The risk-management issues that each psychiatrist encounters when treating suicidal patients are amplified in those with borderline personality disorder (BPD) for a number of reasons, including high suicide rates, heightened risk of boundary violations, and pathological anger of patients and their families.
This was the message presented to the 200 psychiatrists who attended the seminar "Patients With Suicidal Behaviors: Risks and Risk Management Strategies" in New York City in June. The seminar was organized by Professional Risk Management Services, the company that manages the APA-endorsed liability insurance program.
She appeared with Richard Hersh, M.D., assistant director of the program and an assistant professor of psychiatry at Columbia.
Although only a small minority of psychiatric patients are diagnosed with BPD, "a significant amount of the anxiety we experience from a risk-management standpoint is about this patient population," Hersh said.
Since as a group, people with BPD are known as "high utilizers" of mental health services, including pharmacotherapy and psychotherapy, psychiatrists are very likely to encounter patients with the illness, he said.
The boundaries that psychiatrists set routinely with patients may be experienced as "cruelly depriving" by some patients with BPD, according to Sciutto, "and clinicians may be tempted to modify these boundaries in order to fend off the patient’s aggression."
Yet psychiatrists must be able to tolerate anger, hatred, and contempt from their patients as part of their role, Sciutto emphasized, and "must adhere tightly to boundaries in patients who have difficulty managing boundaries themselves."
She advised clinicians to seek a professional consultation if they find themselves engaging in activities that would be considered unusual within the confines of treatment. A commercial transaction between doctor and patient is one such example.
Hersh and Sciutto also addressed the issue of sexual misconduct by citing an excerpt from the Clinical Handbook of Psychiatry and the Law, by Paul Appelbaum, M.D., and Thomas G. Gutheil, M.D.
According to the handbook, in one survey, "borderline patients accounted for more than 90 percent of the litigation cases of true sexual misconduct and. . .99 percent of the false accusations of sexual misconduct."
The one instance where it is acceptable to cross boundaries, Sciutto said, is when the patient is a danger to himself or herself and the clinician must go against the patient’s wishes in order to get the family involved in keeping the patient safe.
At times, it is not unusual for patients with BPD to express an intense and "contagious" rage toward their treaters, according to Sciutto and Hersh.
"The rage a patient may have had for a clinician may spread to family members who survive the patient after he or she commits suicide," said Hersh, which can then lead to a lawsuit in which the psychiatrist is named as the defendant.
Psychiatrists should be aware of their own negative reactions toward the patient, the speakers said. "Your initial reaction may be to avoid the anger by distancing yourself from the patient," noted Sciutto. "Instead, you have to get even more involved and make sure you keep the patient and his or her family engaged."
Many patients with BPD are also likely to experience feelings of abandonment when their psychiatrist goes on vacation or terminates treatment. "You will feel as if you are letting them down," said Sciutto. She advised attendees to "clearly define your role and work with the patient to set up the discharge plan."
When discharging patients from one setting and referring them elsewhere for continuing care, Sciutto said, the responsibility falls to the psychiatrist and his or her team to ensure that patients make it to the follow-up appointment. "How long are we responsible for these patients?
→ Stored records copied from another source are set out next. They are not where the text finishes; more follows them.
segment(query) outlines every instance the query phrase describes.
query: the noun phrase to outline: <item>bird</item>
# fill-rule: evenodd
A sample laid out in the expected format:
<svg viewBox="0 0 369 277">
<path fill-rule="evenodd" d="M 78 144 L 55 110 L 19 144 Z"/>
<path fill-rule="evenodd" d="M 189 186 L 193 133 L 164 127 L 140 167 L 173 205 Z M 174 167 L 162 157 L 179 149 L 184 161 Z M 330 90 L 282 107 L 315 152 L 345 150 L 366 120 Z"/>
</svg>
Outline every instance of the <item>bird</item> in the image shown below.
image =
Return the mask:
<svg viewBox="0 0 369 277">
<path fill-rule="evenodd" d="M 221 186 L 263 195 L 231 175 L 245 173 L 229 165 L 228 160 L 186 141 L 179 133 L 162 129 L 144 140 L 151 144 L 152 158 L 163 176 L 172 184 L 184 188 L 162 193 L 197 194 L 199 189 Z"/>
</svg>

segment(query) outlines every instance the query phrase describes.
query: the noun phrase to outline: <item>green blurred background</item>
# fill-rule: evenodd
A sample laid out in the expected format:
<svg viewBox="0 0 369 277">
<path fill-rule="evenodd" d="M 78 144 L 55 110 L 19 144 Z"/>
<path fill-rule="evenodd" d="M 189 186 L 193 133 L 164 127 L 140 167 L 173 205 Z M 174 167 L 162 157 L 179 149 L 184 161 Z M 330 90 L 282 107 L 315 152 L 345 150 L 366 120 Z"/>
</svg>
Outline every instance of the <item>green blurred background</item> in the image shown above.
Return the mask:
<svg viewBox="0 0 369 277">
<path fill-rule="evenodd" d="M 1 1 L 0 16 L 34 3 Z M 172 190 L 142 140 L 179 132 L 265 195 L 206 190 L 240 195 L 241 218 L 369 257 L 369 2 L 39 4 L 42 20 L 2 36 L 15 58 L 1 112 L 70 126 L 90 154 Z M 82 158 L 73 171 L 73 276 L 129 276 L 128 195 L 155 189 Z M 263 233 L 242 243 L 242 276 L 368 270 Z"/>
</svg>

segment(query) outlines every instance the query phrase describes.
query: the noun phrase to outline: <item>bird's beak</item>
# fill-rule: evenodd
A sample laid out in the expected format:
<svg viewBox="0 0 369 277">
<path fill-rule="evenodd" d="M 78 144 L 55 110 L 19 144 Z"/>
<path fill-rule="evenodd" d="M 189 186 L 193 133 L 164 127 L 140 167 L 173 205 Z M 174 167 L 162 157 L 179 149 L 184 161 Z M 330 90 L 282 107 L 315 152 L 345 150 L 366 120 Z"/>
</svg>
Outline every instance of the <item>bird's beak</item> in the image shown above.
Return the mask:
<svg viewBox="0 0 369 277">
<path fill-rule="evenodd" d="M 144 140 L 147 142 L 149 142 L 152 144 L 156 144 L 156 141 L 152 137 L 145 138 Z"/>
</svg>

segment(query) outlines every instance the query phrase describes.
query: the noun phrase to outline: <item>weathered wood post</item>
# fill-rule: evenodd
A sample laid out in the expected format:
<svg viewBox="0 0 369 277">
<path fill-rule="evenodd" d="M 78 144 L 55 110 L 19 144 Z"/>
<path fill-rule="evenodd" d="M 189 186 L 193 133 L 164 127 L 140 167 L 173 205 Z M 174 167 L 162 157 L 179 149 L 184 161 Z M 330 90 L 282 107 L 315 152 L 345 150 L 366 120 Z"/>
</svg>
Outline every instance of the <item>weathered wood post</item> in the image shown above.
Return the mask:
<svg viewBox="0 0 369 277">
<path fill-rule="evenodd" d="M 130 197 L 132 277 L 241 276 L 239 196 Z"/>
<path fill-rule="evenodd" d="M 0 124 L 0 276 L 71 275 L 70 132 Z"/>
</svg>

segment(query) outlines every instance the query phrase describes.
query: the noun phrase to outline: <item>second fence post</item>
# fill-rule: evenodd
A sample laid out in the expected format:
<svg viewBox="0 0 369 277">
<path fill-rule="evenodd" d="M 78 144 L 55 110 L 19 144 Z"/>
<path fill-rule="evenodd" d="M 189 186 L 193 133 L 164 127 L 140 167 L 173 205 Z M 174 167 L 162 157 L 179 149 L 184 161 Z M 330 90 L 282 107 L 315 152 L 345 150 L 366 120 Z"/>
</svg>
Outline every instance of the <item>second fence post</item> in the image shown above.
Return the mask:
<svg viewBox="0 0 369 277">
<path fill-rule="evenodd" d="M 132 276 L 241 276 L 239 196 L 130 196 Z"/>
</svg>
As long as it takes for them to get the proper care," she emphasized.
Sciutto and Hersh also coached attendees on the basics of suicide assessment, which apply not just to patients with BPD but to all patients in psychiatric treatment.
"It’s important to assess patients for suicide risk during every mental status exam and at critical junctures in the treatment process," said Sciutto, such as when a patient’s spouse leaves him or her, when medications change, or when there is a change in physical health.
In addition to assessing patients for chronic risk factors such as hopelessness or previous suicide attempts, clinicians should pay attention to the lesser-known risk factors associated with imminent suicide risk: global insomnia, psychic anxiety, agitation, and depressive turmoil, for example.
Some of these symptoms can be treated with anxiolytic drugs, but with caution, Hersh noted, since the medications can be addictive and may lead to behavioral disinihibition.
The speakers also advised psychiatrists to document specific details involved in the suicide assessment and all other aspects of psychiatric treatment. Vague phrases such as "patient is less suicidal" are never a good thing to write in progress notes, Sciutto said.
Indeed, the psychiatrist’s written progress notes are the only real proof of the care provided to the patient.
"You can conduct all the right interventions, but if you didn’t write it down, you didn’t do it," Sciutto said.